A subsequent investigation revealed a Vietnamese police officer, a neighbor,
and Mr. Grzyb departed Pleiku at noon on December 10th in a Vietnamese police
jeep. It was located by an aircraft spotter late that afternoon at the
village of Plei Pok 25 kilometers north of Pleiku. The damaged jeep was
recovered, and its FM radio and battery had been removed. The body of the
dead policeman was found there with a bullet wound in the head which had
apparently been fired at close range. Plei Pok villagers said Mr. Grzyb and
the policeman were ambushed by Viet Cong just outside their village after
buying five small pigs for 500 Vietnamese dong, equivalent to approximately
$4.00. The policeman was killed, and Mr. Grzyb was apparently abducted.

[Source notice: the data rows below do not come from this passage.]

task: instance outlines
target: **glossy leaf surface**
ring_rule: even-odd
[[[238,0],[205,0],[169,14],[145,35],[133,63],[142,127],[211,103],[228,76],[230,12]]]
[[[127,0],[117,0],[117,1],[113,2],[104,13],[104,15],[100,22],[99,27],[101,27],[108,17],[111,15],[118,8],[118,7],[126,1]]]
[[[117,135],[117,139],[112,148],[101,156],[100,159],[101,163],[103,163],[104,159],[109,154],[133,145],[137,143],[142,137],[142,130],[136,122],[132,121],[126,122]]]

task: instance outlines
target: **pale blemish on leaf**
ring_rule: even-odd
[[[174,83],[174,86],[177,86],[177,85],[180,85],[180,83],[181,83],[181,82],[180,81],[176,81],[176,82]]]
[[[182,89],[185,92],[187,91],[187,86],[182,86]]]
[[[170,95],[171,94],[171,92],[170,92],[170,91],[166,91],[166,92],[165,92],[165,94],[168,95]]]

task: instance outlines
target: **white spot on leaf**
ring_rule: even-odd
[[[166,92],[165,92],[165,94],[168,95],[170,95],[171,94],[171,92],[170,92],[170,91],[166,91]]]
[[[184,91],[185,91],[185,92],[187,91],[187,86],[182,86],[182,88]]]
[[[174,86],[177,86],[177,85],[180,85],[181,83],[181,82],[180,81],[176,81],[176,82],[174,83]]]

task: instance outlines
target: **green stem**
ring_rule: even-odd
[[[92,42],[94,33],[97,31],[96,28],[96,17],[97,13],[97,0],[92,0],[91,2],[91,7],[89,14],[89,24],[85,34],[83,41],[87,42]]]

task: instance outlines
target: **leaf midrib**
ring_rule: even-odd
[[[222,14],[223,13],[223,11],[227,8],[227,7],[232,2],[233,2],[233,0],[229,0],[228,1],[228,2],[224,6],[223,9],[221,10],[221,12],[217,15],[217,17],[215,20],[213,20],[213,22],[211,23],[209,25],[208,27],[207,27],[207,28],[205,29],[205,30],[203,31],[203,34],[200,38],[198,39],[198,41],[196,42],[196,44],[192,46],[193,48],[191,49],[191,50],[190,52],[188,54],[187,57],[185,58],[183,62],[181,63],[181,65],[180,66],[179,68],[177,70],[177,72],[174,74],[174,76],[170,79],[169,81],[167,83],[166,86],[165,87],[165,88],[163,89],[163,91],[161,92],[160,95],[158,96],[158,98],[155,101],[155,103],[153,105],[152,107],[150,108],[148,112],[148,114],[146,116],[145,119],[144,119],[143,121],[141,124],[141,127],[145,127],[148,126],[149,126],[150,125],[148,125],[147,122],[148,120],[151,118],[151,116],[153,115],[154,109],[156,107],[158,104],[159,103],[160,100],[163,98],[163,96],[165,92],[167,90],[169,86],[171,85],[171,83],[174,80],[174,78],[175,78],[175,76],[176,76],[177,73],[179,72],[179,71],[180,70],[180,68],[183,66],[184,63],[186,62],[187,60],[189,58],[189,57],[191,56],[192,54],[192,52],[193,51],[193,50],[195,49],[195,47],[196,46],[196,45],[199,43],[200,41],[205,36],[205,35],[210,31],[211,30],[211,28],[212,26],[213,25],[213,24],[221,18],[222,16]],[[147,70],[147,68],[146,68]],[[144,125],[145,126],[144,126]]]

Further police investigation determined Mr. Grzyb, a former U.S. Army
serviceman and unemployed U.S. civilian in Vietnam without proper
identification at the time, had been arrested in Pleiku on September 30th by
the Vietnamese National Police following the discharge of a pistol which
blinded a young Vietnamese boy. Mr. Grzyb was attempting to sell the pistol
to another serviceman at the time of the incident. A search of his residence
led to the recovery of a .45 caliber sub-machine gun. Also during that time,
he was wanted for the illegal sale of 384 cases of stolen U.S. Government
C-rations. Mr. Grzyb was jailed and fined and was released from jail on
November 11, 1967, at which time he told U.S. authorities he wanted to apply
for Vietnamese citizenship. The American private who claimed he was with Mr.
Grzyb was on an unauthorized absence from Pleiku at the time of the incident,
having been confined to the city after his release from a U.S. military jail
in November 1967. When captured, Mr. Grzyb never mentioned any Koreans with
him. He said he was in the U.S. Army, wounded in the side when captured, and
had been due to rotate from Vietnam the day after his capture.
Mr. Grzyb was first listed by Department of State and DIA in 1970 as
unaccounted-for after receiving his file from JPRC. He was listed as a POW at
the time of Operation Homecoming and, in January 1973, was listed by the PRG
as having died in captivity.
Seven returning U.S. POWs described Mr. Grzyb's incarceration with them at a
People's Army of Vietnam B-3 Theater of Operations prison along the
Vietnam/Cambodia border where he died one evening late in 1968 while suffering
from malaria and malnutrition. Wartime reports related his name as "Gzip" or
"Gzeb." One wartime report from a Vietnam People's Army Captain described Mr.
Grzyb's presence at the prison while suffering from malaria. Two other
reported sightings of Americans in captivity were placed in Mr. Grzyb's file
but, apparently, did not pertain to him.